The sound continued at an unnervingly calm pace until it came to a halt less than a foot from my quivering body. The air felt noticeably colder. For what felt like hours I lied there pleading with my ten-year-old frame to be still. Just when I was sure my lungs would burst, a worn, bare foot trudged down just inches from my face as the other dragged itself behind, caressing my stick-like form. Slowly, the shape of a man came into focus. His half-nude body was as white as the smoke from my mother’s cigarettes and slouched like the trees into a markedly unnatural contour.
His skin sagged. The soles of his feet were made brown by a mixture of dirt, calloused skin, and dried blood as if he had been walking for a very long time. Searching for something. The wind hushed to a whisper, hoping itself to go unnoticed by the man. I watched, paralyzed, as he headed directly for the tree where Ian hid.
He stood at the tree for some time, staring blankly down into its cavernous mouth. This went on for so long that I began to think the man could not see Ian nestled in the darkness of the tree. This thought, however, was cut short by the man’s sudden spasm. He doubled over, as if he were in excruciating pain; one hand clenched his stomach while the other bolstered his weight against the dead tree. He let out a hellish cry that bled out into the night and faded as quickly as it had come. His hand darted from its resting place on his bloated stomach directly into the tree.
The gnarled hand pulled out an unconscious Ian who was held so tightly in the man’s grip that blood began to drip from his wrist in the spots where the man’s overgrown, yellowed fingernails dug into his flesh. There was no struggle, just a peaceful silence as the man dragged Ian’s limp body across the leafy floor. As the man turned toward me I could see that he was wearing a crude mask. It was faded and red, with a small opening for the mouth and two grey horns. There were holes for the eyes, but the shadows cast by the moon transformed them into lifeless, black pits.

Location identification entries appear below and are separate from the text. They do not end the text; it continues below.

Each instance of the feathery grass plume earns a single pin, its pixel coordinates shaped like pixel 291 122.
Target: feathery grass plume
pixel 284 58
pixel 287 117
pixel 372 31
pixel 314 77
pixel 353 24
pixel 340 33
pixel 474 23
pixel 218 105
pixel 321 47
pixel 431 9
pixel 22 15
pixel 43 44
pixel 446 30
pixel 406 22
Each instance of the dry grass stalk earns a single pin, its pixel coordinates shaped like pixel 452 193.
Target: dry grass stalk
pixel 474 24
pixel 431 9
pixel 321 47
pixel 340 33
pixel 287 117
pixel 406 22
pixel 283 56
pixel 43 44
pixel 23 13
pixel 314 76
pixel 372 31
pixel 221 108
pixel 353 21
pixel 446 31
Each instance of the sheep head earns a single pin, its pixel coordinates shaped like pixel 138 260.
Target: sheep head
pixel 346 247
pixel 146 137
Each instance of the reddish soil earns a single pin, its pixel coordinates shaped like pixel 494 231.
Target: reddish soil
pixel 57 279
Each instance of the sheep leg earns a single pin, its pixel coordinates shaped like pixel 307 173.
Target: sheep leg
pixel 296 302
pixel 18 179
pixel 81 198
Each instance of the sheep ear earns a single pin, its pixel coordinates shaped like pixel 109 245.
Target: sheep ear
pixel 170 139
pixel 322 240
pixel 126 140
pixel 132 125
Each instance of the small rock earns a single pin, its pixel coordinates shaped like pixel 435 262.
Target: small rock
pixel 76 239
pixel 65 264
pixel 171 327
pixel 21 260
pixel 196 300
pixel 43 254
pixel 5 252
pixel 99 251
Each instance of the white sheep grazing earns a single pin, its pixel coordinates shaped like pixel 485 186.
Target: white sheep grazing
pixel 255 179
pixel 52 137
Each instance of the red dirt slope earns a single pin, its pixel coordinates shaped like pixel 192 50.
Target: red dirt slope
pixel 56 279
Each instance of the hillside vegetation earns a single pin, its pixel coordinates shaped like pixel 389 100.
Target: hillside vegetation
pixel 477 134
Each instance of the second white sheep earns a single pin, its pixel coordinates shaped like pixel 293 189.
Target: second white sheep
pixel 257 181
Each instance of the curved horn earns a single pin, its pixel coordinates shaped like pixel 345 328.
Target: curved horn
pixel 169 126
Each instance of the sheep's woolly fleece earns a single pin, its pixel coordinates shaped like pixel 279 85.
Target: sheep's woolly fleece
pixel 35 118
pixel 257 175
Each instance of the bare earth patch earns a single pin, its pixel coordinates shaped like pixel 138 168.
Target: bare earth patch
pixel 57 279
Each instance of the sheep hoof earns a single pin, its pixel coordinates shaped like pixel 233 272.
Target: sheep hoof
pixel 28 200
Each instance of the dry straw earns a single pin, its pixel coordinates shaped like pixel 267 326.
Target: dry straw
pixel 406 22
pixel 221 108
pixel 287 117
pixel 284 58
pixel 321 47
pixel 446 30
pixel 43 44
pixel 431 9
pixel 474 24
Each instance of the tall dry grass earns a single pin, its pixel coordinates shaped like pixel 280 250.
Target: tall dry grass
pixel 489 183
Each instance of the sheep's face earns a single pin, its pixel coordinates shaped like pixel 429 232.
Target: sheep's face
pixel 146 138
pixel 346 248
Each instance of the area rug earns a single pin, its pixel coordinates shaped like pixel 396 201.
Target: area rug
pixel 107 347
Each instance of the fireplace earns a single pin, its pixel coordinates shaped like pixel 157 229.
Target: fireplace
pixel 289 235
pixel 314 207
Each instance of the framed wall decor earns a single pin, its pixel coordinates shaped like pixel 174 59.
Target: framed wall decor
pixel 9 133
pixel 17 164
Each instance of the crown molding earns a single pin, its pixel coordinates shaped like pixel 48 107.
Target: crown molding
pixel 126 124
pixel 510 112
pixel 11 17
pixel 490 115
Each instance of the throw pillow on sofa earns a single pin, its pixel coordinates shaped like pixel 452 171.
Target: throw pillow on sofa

I could hear a soft whimpering, but it was not coming from Ian as I initially thought. It was coming from behind the mask. The whimpering slowly turned into moans as the man gravitated toward me, I was quite certain our eyes were locked but as he drew nearer he passed directly by. I broke eye contact only once to notice the small cross-shaped scar on Ian’s wrist. He’s had it since the beginning of the summer but never knew where it came from.
I waited, motionless until the moaning faded to nothing. When the wind finally picked back up, I felt safe to move. I sprang up from my hiding place beneath the leaves and ran with a slight limp the five minutes back to my house. When I arrived, I woke my parents to tell them what happened. Although I tried my best to stay awake through the commotion, my eyes finally shut against their will. The last thing I remember is Ian’s parents coming over. His mother was crying.
I slept straight through the morning.
When I awoke the next day, my child’s mind decided it had all been a bad dream. I rushed to the bathroom and stopped only briefly to look in the mirror. There was a bit of blood on my right cheek and, although I was prone to bloody noses, the placement threw me off a bit. I began to search for the source of the blood when my eyes fixed upon my wrist, where a fresh scab in the shape of a tiny cross marked my pale flesh.